In [157]:
import numpy as np
import pandas as pd
from IPython.display import Image
Image(url='http://datascience.uci.edu/wp-content/uploads/sites/2/2014/09/data_science_logo_with_image1.png')

In [158]:
# First, let's define a few helper functions to use later.  
# Don't worry about trying to pick these apart yet

def mean_squared_error(y_true, y_pred):
    """
    calculate the mean_squared_error given a vector of true ys and a vector of predicted ys
    """
    diff = y_true - y_pred
    return np.dot(diff, diff) / len(diff)

def calc_train_test_errors(untrained_model, x_train, x_test, y_train, y_test):
    """
    calculate the training and testing l2 error of a model
    """
    model = untrained_model
    model.fit(x_train, y_train)
    y_predicted_train = model.predict(x_train)
    y_predicted_test = model.predict(x_test)

    train_error = mean_squared_error(y_train, y_predicted_train)
    test_error = mean_squared_error(y_test, y_predicted_test)

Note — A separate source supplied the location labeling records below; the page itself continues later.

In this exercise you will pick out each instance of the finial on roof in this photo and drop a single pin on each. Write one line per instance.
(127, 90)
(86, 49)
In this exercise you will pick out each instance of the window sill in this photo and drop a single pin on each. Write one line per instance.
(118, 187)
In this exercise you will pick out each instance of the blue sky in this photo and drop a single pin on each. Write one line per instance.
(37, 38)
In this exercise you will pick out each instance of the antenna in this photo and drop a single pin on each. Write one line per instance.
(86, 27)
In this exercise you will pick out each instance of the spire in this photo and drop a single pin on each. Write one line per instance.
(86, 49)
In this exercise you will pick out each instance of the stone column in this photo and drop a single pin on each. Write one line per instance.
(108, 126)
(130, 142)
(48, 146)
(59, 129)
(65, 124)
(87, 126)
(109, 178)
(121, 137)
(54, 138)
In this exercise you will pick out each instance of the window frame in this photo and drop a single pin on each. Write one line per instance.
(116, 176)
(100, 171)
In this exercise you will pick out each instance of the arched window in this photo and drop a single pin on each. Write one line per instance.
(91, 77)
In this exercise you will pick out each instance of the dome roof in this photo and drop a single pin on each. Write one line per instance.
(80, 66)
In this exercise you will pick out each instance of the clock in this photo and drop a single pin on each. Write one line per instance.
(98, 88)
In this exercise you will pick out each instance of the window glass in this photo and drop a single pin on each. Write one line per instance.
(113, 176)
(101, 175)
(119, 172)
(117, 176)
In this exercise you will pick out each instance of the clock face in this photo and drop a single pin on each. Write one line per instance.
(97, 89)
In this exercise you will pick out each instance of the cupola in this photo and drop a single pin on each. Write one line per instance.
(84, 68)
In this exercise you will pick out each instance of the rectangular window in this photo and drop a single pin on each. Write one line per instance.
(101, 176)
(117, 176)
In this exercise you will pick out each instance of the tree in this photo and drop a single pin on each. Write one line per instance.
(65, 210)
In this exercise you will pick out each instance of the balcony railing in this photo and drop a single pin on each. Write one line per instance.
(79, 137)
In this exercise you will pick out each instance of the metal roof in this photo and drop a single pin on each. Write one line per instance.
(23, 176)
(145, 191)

    model_name = get_model_name(model)
    
    errors = pd.DataFrame(data=[[model_name, train_error, test_error]], 
                          columns=['Model Name', 'Train Error', 'Test Error'])
    
    return errors

def calc_true_and_predicted_ys(trained_model, x, y_true):
    y_predicted = trained_model.predict(x)    

    diff = y_true - y_predicted
    diff_squared = diff * diff
    
    ys_df = pd.DataFrame(data=np.vstack([y_true, y_predicted, diff_squared]).T, 
                         columns=['True y', 'Predicted y', 'Squared Error'])
    
    return ys_df    

def get_model_name(model):
    s = model.__str__().lower()
    if "linearregression" in s:
        return 'LinearRegression'
    elif "lasso" in s:
        return 'Lasso(a=%g)' % model.alpha
    elif "ridge" in s:
        return 'Ridge(a=%g)' % model.alpha
    elif "elastic" in s:
        return 'ElasticNet(a=%g, r=%g)' % (model.alpha, model.l1_ratio)
    else:
        raise ValueError("Unknown Model Type")

## Review From Before Lunch:
We created a linear model and saw that it performed well on half the data but poorly on the other half.

In [159]:
from sklearn import linear_model
from sklearn.cross_validation import train_test_split

# load data
with np.load('data/mystery_data_old.npz') as data:
    celeb_data_old = data['celeb_data_old']
    popularity_old = data['popularity_old']
    celeb_data_new = data['celeb_data_new']

# fit a model
lmr3 = linear_model.LinearRegression()
lmr3.fit(celeb_data_old, popularity_old)

# predict popularity for old data
predicted_popularity_old = lmr3.predict(celeb_data_old)

# predict popularity for new data
predicted_popularity_new = lmr3.predict(celeb_data_new)

print "Mean Squared Error on Past Data: ", mean_squared_error(popularity_old, predicted_popularity_old)
print 

with np.load('data/mystery_data_new.npz') as data:
    popularity_new = data['popularity_new']

print "Mean Squared Error on Future Data:", mean_squared_error(popularity_new, predicted_popularity_new)

Mean Squared Error on Past Data:  0.821405298678

Mean Squared Error on Future Data: 1.46085119166


## Predictive Modeling
What we saw above is a common setup.  We have $\mathbf{X}$ and $\mathbf{y}$ data from the past and $\mathbf{X}$ data for the present for which we want to **predict** the future $\mathbf{y}$ values.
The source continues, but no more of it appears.